How should you react to speech you disagree with? | Nicholas Christakis | Big Think
The answer to speech we do not like is more speech, not censoring the person we don't want to hear or punishing the person we don't want to hear. There's the difference between defending an important principle and advocating for the implications of that principle.
Let me give you a couple of examples. One example is defending the freedom of expression, even though you disagree with what someone might say when they exercise that freedom. So, for example, I might defend your right to speak. I might defend your right to express yourself without fear of losing your job, for example. But I might still not agree with whatever it is that you're going to say.
So you say something I don't like. I don't like it. I respond to it. That's the proper way to handle it. That is to say, we defend the right of people to express themselves, even though we acknowledge that the outcome of that might not be what we agree with.
So the famous saying, of course, is, "I don't agree with what it is that you want to say, but I will defend your right to say it to the death." Another related example of this, for instance, is the defense of contested elections.
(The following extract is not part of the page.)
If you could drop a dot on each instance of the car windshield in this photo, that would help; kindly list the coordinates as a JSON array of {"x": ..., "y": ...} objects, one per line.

We might say we really want, if there are going to be important roles in universities or in our society, we want free and open elections, and we want contesting candidates.
We don't want one candidate that everyone has to either vote for or not vote for. We want elections to be contested. We should defend that principle, even if we don't like the outcome of the vote. To defend that principle doesn't mean you're endorsing a particular candidate; it just means you're defending the principle of open contested elections.
And if you don't like the fact that someone you don't want might win, that right strategy is not to prevent fair elections. Only in totalitarian or authoritarian governments do we do that. We don't want that. We don't want to risk that someone who we don't approve of will win; therefore, we don't have free elections.
So again, there's often a confusion between defending the principle of free expression or the principle of contested elections and the conflation of defending that principle with defending the content of what someone might say or defending the candidates that might be running. Of course, those are two very different things.
You test your ideas by arguing with people who disagree with you, and actually, if you're good at it, you even learn to enjoy it. Some of the most fun I have in life is arguing with a good friend of mine who has ideas that are very different from my own, and I have to admit I enjoy it so much.
Often, I talk to him, and I'm like, you know, he's right, and my beliefs don't have a very sound foundation. I wouldn't have discovered that if I hadn't actually engaged in an argument with him. We enjoy each other's company tremendously, and he has very provocative ideas.
For example, he thinks you should be able to sell your right to vote, or he thinks that the citizen should be able to sell who they vote for. I think this is a totally preposterous idea that it's so anti-democratic and subverts a very key principle of our society. But in arguing with him about this, you know, I think I may move the needle a little with him, and he makes it harder for me to recognize, well, what is the source of my belief?
You know, what is my objection to his idea? It makes you think harder about even the things you take for granted.